FOR IMMEDIATE RELEASE
July 1, 2020
Contact: Nate Mariotti, Operations Director, Nate.Mariotti@colorado.edu
Cross-Campus Teams at CU Boulder Launch Online Encryption Literature Database
Today marks the launch of the Encryption Compendium, a resource on reports, essays, and other work related to the field of encryption policy. The Encryption Compendium is available at encryptioncompendium.org.
Encryption provides security and ensures user privacy on the internet. However, encryption can also complicate law enforcement’s job, adding complexity to criminal investigations or other law enforcement activities. Debates around encryption policy have been ongoing dating back to at least the 1970s, and frequently the same arguments are used at different phases of these debates, often without resolution.
The Encryption Compendium aspires to provide a single point of entry for research on the stakeholders and arguments involved in these conversations, as well as a demonstration of the long history of the debates. Today, the Encryption Compendium already provides a detailed collection of research relating to the main themes of the encryption policy debate in the United States, spanning from 1970 to today. Over 650 online resources are now searchable on the compendium via 194 categorical tags, and the site will continue to grow as new items are added. The Encryption Compendium is a living resource, and it will continue to develop over the coming months, adding new resources and tools to improve usability and utility.
The Encryption Compendium is a project of the Silicon Flatirons Center for Law, Technology, and Entrepreneurship at the University of Colorado Law School, along with the Technology, Cybersecurity, and Policy Program (TCP) at the CU Boulder College of Engineering and Applied Science. Student research and web development teams were led by Silicon Flatirons Executive Director Amie Stepanovich with support from the TCP program.
Special thanks to Colorado Law students Slate Herman, Jordan Regenie, and Stacey Weber, as well as TCP students Shannon Brunston, Will Shand, and Pranav Gummaraj Srinivas. This project was made possible, in part, by an unrestricted gift from Facebook.
Silicon Flatirons is a research center for technology and innovation at the University of Colorado Law School. The mission is to elevate the debate around technology law and policy, support and enable entrepreneurship in technology, and inspire, prepare, and place the next generation of experts. Through intellectually honest programming and community engagement, Silicon Flatirons reaches across sectors to create dialogue and inspire innovation.

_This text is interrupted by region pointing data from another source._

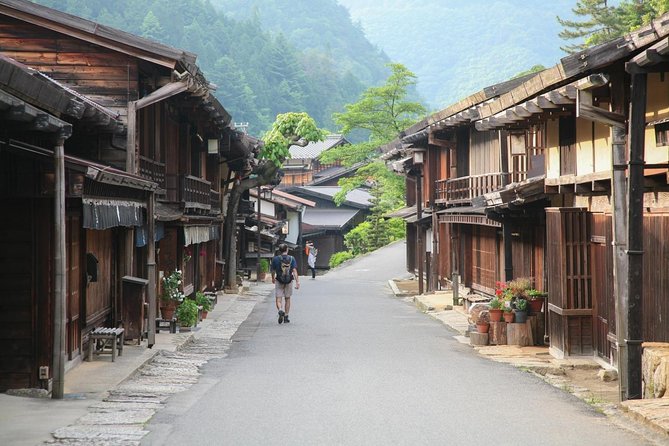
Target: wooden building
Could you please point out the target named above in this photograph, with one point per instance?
(326, 224)
(304, 168)
(562, 176)
(147, 156)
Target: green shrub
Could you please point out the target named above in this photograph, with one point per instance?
(202, 301)
(340, 257)
(187, 313)
(264, 265)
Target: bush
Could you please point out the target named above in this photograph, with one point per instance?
(264, 266)
(202, 301)
(340, 257)
(187, 313)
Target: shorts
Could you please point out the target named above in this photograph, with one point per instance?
(283, 289)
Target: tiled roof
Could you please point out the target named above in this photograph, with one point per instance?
(328, 218)
(357, 197)
(313, 149)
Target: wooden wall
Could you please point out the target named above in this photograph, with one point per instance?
(18, 339)
(656, 277)
(601, 251)
(100, 295)
(484, 152)
(105, 76)
(569, 282)
(484, 255)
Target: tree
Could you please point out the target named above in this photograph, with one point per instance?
(600, 23)
(151, 28)
(383, 111)
(288, 129)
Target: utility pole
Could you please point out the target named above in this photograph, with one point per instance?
(258, 239)
(60, 268)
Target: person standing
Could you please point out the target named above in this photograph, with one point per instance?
(284, 271)
(311, 260)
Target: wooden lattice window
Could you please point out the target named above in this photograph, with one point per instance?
(662, 134)
(567, 142)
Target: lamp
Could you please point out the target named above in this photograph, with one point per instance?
(212, 146)
(418, 156)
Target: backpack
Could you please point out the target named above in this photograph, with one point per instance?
(285, 274)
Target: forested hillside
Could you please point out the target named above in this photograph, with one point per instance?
(457, 47)
(259, 73)
(320, 28)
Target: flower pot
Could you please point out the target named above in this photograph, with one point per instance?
(167, 310)
(536, 305)
(482, 328)
(495, 315)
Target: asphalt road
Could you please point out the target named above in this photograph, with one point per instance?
(358, 367)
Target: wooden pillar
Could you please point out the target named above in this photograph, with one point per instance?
(635, 192)
(151, 269)
(131, 142)
(60, 268)
(619, 222)
(506, 224)
(419, 229)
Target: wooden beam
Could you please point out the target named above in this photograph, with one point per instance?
(558, 98)
(522, 111)
(162, 93)
(543, 102)
(600, 115)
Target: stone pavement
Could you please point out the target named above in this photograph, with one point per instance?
(109, 403)
(584, 377)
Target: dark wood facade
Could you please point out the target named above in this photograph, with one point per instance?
(532, 160)
(134, 134)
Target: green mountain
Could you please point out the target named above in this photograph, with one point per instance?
(457, 47)
(259, 73)
(319, 28)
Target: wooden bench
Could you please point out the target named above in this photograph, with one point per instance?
(166, 323)
(105, 340)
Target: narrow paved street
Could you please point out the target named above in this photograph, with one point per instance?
(356, 366)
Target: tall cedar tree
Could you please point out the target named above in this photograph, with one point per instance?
(602, 22)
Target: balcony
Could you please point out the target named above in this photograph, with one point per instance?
(194, 192)
(215, 201)
(463, 190)
(152, 170)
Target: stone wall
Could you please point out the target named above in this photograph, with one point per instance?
(655, 369)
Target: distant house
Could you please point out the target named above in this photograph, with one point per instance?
(326, 223)
(280, 221)
(304, 168)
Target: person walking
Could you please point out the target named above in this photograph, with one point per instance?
(311, 259)
(284, 271)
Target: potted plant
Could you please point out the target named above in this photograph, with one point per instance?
(508, 313)
(495, 309)
(536, 300)
(187, 313)
(519, 287)
(264, 269)
(171, 295)
(521, 310)
(204, 302)
(483, 322)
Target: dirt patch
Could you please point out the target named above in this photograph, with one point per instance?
(408, 287)
(601, 392)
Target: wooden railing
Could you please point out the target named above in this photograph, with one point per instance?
(215, 201)
(152, 170)
(463, 190)
(195, 192)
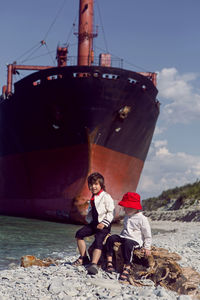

TCP is CU’s Home for cybersecurity, wireless engineering, spectrum management, tech policy, and entrepreneurship. Through its highly-integrated and comprehensive graduate program, TCP is developing the future leaders who will combat the latest cyber threats, engineer and grow the infrastructure behind cloud computing and networks, influence policies from privacy to the expansion of broadband, and create the next generation of technological innovations through the installment of entrepreneurship in every student.